Так что мы плыли, извещая о себе всех встречных либо подтверждая свою репутацию тем, кто уже слышал про Ирокезов и их странные обычаи и привычки. Наводили, так сказать, мосты дружбы и взаимопонимания, попутно присматривая удобные места и бухточки, в которых можно будет поставить новые поселки.
И вот, уже изрядно удалившись от привычных мест и приблизившись к цели своего плаванья, мы наткнулись на жесткое неприятие чужаков со стороны местного населения. И что было особенно странным, со стороны тех, кого не только Кор’тек знал раньше, но к тому же и рекомендованных нам во встреченном ранее поселке.
Нам там так прямо и сказали, что вот, мол, проедете высокий холм, на котором растет дерево с расщепленной вершиной, а там через день плавания как раз и будет стоять поселок мужа моей двоюродной сестры Бир’кека.
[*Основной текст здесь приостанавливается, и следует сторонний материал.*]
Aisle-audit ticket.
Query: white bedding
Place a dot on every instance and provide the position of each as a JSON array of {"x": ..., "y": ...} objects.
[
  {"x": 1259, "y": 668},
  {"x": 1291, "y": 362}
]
Так вы ему привет передавайте и скажите, чтобы, ежели будет рядом, не забыл бы вернуть весло, которое его отец одолжил, когда приезжал сеструху мою сватать.
Мы привет передали, а тут такой прием… Но ведь не из-за какого-то сраного весла же все мужское население поселка в количестве одиннадцати человек высыпало на берег и, потрясая оружием, пытается прогнать нас, не слушая никаких увещеваний? Да и оружие-то у них, прямо скажем, деревянные весла-дубинки да колья-копья. Неужели они всерьез надеются на что-то в противоборстве с пятью десятками одетых в кожаные панцири и вооруженных бронзовым оружием вояк?
— Лга’нхи, — обратился я к нашему Верховному Вождю, — их бы как-нибудь того…
Спустя минут десять «того» закончилось. Разоруженный и слегка отлупленный противник сидел на берегу, даже не смея ругаться, и лишь постреливал на нас суровыми взглядами.
Как я и просил — обошлось без крови и даже существенных проблем. Лишь один парнишка лет четырнадцати-пятнадцати проявил излишнюю резвость, что при его легкости стоило ему вывихнутого ударом щита плеча.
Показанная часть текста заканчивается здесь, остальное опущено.